2026-02-04 23:56:58 +01:00
parent f09f851e31
commit 2d9a534f17
1 changed files with 145 additions and 0 deletions
--- a/voice_bot_live.py
+++ b/voice_bot_live.py
@@ -0,0 +1,145 @@
 import discord
 from discord.ext import tasks, commands
 from faster_whisper import WhisperModel
 import os
 import asyncio
 import wave
 import time
 # ============================
 # KONFIGURACJA MODELU (CPU)
 # ============================
 print("⏳ Ładowanie Faster-Whisper...")
 # 'tiny' jest błyskawiczny. 'base' jest mądrzejszy. 
 # Na CPU do live polecam 'tiny' lub 'base'.
 # int8 zapewnia szybkość.
 model = WhisperModel("base", device="cpu", compute_type="int8")
 print("✅ Model gotowy!")
 # ============================
 # KLASA ODBIORNIKA (LIVE SINK)
 # ============================
 class LiveSink(discord.sinks.Sink):
    def __init__(self):
        super().__init__()
        self.user_buffers = {} # Tu trzymamy audio w RAMie
        self.last_process_time = {} # Kiedy ostatnio sprawdzaliśmy usera
    @discord.sinks.Filters.container
    def write(self, item):
        # Ta funkcja dostaje surowe bajty audio (PCM)
        user = item.user
        if user not in self.user_buffers:
            self.user_buffers[user] = bytearray()
            self.last_process_time[user] = time.time()
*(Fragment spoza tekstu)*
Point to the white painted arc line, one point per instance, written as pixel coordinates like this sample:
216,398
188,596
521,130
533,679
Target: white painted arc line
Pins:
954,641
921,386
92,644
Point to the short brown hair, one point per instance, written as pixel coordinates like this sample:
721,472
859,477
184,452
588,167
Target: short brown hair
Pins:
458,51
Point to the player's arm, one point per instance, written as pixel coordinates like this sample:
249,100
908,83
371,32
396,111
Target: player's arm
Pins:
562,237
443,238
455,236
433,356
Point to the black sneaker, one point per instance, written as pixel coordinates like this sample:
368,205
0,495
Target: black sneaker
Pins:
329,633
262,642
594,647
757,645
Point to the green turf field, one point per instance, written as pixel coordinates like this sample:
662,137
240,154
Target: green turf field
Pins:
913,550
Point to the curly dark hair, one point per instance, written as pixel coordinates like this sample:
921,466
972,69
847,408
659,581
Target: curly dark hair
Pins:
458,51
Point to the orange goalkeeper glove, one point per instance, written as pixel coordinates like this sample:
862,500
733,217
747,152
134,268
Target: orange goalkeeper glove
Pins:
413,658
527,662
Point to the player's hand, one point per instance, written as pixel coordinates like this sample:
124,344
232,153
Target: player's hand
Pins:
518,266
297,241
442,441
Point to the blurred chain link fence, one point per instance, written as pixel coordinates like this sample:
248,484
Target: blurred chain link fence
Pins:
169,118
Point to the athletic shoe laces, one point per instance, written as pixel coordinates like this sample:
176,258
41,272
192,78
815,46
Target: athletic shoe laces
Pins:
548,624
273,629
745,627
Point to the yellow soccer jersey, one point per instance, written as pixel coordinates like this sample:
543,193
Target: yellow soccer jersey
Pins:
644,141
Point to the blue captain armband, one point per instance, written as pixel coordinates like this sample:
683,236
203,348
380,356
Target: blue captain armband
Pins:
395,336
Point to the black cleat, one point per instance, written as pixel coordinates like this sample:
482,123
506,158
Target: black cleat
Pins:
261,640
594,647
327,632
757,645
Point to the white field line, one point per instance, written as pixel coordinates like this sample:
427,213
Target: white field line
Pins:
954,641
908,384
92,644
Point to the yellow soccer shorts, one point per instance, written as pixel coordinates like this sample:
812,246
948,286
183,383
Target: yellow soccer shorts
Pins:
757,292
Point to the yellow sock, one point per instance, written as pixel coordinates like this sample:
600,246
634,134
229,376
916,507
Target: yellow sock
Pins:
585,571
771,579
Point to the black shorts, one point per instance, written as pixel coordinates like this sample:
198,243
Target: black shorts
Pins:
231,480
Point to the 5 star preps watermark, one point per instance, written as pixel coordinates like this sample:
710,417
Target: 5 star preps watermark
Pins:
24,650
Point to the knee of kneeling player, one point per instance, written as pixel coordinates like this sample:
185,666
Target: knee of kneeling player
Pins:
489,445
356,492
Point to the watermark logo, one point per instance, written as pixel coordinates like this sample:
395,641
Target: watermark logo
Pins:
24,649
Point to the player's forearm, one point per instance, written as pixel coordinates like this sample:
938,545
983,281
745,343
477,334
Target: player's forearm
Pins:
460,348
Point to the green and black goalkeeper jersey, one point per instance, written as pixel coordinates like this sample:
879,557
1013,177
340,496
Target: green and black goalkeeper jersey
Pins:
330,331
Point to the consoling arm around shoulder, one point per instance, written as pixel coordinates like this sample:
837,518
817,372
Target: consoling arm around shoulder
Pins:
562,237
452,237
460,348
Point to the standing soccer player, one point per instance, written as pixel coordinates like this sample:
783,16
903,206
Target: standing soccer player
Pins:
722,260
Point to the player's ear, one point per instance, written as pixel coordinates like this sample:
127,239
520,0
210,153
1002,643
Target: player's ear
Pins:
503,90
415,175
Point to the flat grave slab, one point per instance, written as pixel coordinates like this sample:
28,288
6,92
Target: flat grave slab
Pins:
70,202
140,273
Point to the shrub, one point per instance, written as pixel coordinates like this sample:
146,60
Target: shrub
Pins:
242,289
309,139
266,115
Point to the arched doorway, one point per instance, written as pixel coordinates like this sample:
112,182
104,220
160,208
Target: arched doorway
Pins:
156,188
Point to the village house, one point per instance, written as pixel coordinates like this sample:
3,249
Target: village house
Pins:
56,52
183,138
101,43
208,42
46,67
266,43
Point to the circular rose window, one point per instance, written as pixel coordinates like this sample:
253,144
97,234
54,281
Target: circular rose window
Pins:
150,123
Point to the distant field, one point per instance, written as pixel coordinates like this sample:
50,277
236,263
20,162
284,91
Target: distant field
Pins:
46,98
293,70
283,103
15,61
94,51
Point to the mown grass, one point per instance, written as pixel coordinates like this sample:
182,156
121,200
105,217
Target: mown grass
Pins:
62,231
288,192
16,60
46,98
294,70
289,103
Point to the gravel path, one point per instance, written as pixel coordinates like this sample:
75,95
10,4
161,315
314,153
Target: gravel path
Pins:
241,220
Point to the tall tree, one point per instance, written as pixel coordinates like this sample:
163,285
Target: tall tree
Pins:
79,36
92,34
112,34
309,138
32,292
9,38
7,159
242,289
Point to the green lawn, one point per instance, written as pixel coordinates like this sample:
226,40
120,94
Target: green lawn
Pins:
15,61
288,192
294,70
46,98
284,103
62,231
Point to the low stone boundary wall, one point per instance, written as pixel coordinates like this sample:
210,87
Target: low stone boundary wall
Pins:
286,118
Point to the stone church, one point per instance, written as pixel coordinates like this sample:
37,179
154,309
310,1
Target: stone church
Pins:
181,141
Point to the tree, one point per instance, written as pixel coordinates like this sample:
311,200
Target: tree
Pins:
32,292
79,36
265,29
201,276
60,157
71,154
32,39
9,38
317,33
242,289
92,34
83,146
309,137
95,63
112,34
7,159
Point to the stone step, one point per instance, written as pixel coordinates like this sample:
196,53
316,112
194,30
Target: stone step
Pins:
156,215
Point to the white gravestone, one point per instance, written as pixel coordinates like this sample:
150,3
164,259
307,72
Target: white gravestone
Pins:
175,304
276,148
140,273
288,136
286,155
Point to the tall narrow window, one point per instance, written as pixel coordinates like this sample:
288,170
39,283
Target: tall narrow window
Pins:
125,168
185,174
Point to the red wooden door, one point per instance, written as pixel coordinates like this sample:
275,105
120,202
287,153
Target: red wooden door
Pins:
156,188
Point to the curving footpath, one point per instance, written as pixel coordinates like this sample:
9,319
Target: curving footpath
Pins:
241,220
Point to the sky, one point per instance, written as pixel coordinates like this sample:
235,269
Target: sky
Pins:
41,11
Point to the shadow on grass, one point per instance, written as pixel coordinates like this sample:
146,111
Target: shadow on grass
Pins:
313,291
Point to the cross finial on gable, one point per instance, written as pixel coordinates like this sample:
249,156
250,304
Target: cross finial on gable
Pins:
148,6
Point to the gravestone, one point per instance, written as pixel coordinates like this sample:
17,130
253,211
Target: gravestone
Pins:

        self.user_buffers[user] += item.data
    def get_audio_chunk(self, user):
        # Pobierz audio i wyczyść bufor
        if user in self.user_buffers:
            data = self.user_buffers[user]
            # Resetujemy bufor (tu można by zostawić kawałek dla ciągłości, ale keep it simple)
            self.user_buffers[user] = bytearray()
            self.last_process_time[user] = time.time()
            return data
        return None
 # ============================
 # BOT
 # ============================
 intents = discord.Intents.default()
 intents.message_content = True
 bot = commands.Bot(command_prefix="!", intents=intents)
 # Globalna zmienna na nasz sink
 current_sink = None
 async def transcode_and_transcribe(user_id, pcm_data):
    # 1. Zapisz surowe bajty PCM do WAV (Whisper wymaga WAV)
    temp_filename = f"live_{user_id}.wav"
    # Parametry Discorda: 48kHz, Stereo (2 kanały), 16-bit
    with wave.open(temp_filename, 'wb') as wav_file:
        wav_file.setnchannels(2)
        wav_file.setsampwidth(2)
        wav_file.setframerate(48000)
        wav_file.writeframes(pcm_data)
    # 2. Transkrypcja Faster-Whisperem
    try:
        # Uruchamiamy to w executorze, żeby nie blokować bota
        loop = asyncio.get_event_loop()
        # Funkcja pomocnicza do uruchomienia w wątku
        def run_whisper():
            segments, info = model.transcribe(temp_filename, language="pl", beam_size=1)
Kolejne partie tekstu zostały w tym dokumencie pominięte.